The United Front proposal is almost always derided as ultra-leftist. The Popular Front proposal is advanced over and over again, always failing and leading to defeat.
Why does it keep coming back?
The thing is that Social Democratic and Trade Union leaders are almost always reformist and live in an environment of collaboration and negotiation with capitalism. Popular Frontism is built in and can only be dislodged by a large, active and independent working class movement.
Clearly one of the key elements of the current situation, following decades of retreat, is the absence of radical working class parties or of independent working class movements. Workers do mobilise, but it is largely behind trade union leaders who want to do a limited deal and are able to quickly demobilise. Otherwise the workers organise electorally around social-democratic or reformist groups with a very restrictive electoral and parliamentary agendas.
The socialist groups themselves have been subject to the collapse of class consciousness involved in a long retreat. They align closely with the trade union bosses and tend to focus more on parliamentarianism and a gradualist reformism and give up on active confrontation with the state in favour of mild protest.
There is, however, still grounds for a focus on a revolutionary approach.
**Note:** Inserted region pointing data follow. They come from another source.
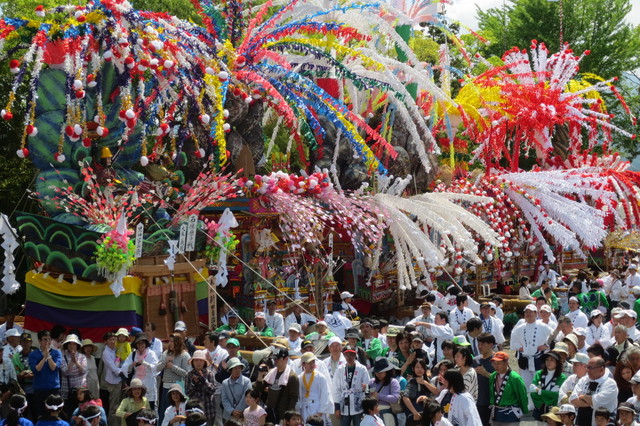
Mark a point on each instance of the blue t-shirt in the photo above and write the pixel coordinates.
(45, 378)
(21, 422)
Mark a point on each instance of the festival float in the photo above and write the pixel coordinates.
(283, 155)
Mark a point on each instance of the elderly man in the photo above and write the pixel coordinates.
(349, 384)
(283, 386)
(578, 318)
(579, 366)
(529, 340)
(315, 389)
(596, 389)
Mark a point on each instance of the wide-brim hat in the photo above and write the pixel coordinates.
(89, 342)
(200, 354)
(142, 338)
(233, 363)
(135, 384)
(72, 338)
(177, 388)
(381, 365)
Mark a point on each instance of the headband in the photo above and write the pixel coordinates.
(54, 407)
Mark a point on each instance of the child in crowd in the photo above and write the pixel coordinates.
(254, 415)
We can provide an analysis of the situation and propose first steps for a renewed workers movement in the expectation that the workers will find that they have no choice but to stand by themselves and act in their own interests. It also allows new entrants to the socialist movements to gauge the difficulty of the task ahead and the skills needed, instead of a six-month flirtation with reformism followed by a retreat from politics.
Today many socialist groups justify the Popular Front by comparing the current situation to the rise of fascism in the 1920s and 1930s. Then there was a mass armed offensive on the streets against the working class, the Fascists planned abolition of all democratic and workers rights and the institutions of democracy. Liberals expressed their horror and the urgency seemed to justify a broad unity, though the Popular Front government of France under León Blum refused to come to the aid of the Popular Front government of Spain and adopted the same position of “neutrality” of Britain and the USA.
The situation is quite different today. The offensive against worker’s standards of living, the demonization of refugees, the removal of democratic rights, the militarisation of society, support for genocide in Gaza and the drive to global war are all led by the capitalist states. The far right have moved away from a full fascist programme and are trailing behind the capitalists. An example of this is Meloni in Italy who took power and immediately swung behind the NATO club in support of unity with NATO. While not ignoring the threat of the Fascists, we must alert people to the main enemy, which is the capitalist state itself.